PeC: How specifically would using UltraCart improve a merchant’s business?
Sakson: “We actually talk to our clients, then we research and launch their ideas right away. Since we keep building our platform we figure if you don’t come to us today and you come to us tomorrow, you’re going to find a better cart.”
PeC: Any other thoughts for our readers?
Sakson: “If you’re doing something in house right now and you have a developer or two on staff, a lot of that can be replaced with a good web design firm and a hosted ecommerce platform like UltraCart. If you’re using any of the open source carts, it’s a constant investment of time and resources for you to make sure each iteration that comes down the pipe still works for all of your custom developments. In UltraCart we handle all the ongoing development as the cart grows, it’s all done for you.”
A Customer’s View
Cathy Bujold owns Hobbyzone.com, Minnesota-based online retailer of remote control airplanes and helicopters that utilizes UltraCart.
PeC: What are UltraCart’s biggest strengths?
Bujold: “We are quite pleased with UltraCart. The custom development they’ve done for us really matches what our business is about. We can handle multiple distribution centers, and we’ve requested all kinds of data reporting. We do everything in catalog groups dynamically generated in UltraCart. We used to have a website where we had a lot of HTML pages we linked to the cart. We built a new site where it’s all within the catalog and so fast to update. All of it was dynamically generated because of the cart.”
PeC: What are some things it could improve?

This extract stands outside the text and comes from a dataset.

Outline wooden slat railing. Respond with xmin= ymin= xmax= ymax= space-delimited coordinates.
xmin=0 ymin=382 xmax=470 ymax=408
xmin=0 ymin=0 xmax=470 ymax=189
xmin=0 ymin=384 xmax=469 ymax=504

Bujold: “Customer wish lists. Another nice thing to have would be customer reviews. Sure, there are always features that we would like, but we don’t see our competitors doing them either.”

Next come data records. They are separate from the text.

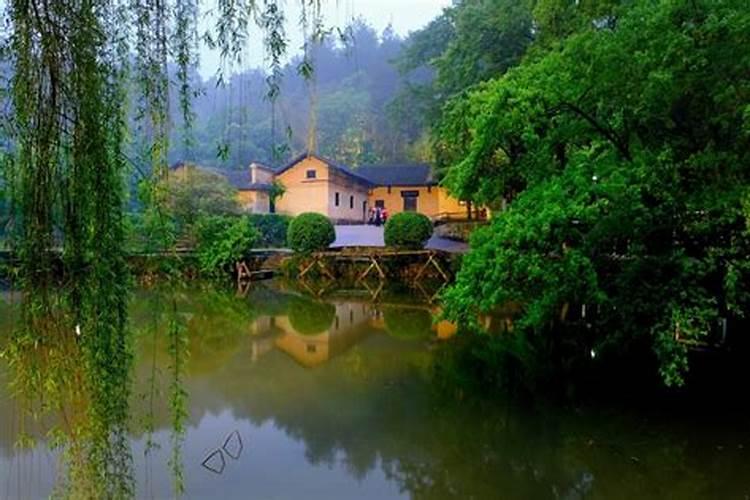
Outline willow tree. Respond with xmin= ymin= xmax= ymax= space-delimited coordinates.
xmin=3 ymin=0 xmax=322 ymax=498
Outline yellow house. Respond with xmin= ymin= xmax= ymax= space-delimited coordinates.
xmin=275 ymin=154 xmax=467 ymax=223
xmin=275 ymin=154 xmax=371 ymax=223
xmin=173 ymin=154 xmax=482 ymax=224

PeC: Do you plan to continue using UltraCart? Why or why not?
Bujold: “Yes. We’ve basically got two websites now. Our first one was tedious in generating HTML content. Now with our second site, it’s all dynamically generated, and it went up so fast that we’re considering doing other websites. There are some other categories of hobbies we can address quickly now because we use UltraCart. We’ve shortened the lead time to do any product area we would want to get into.”
PeC: Any other thoughts on shopping carts for our readers?
Bujold: “I would recommend UltraCart. At the time we chose it two or three years ago, we did a really careful side-by-side study to get to the point where we made that decision. I feel like we’re pulling ahead, and our competitors aren’t doing that with the shopping cart they’ve chosen. We’re in an industry that would be affected by the economy, and we’ve seen growth this year.”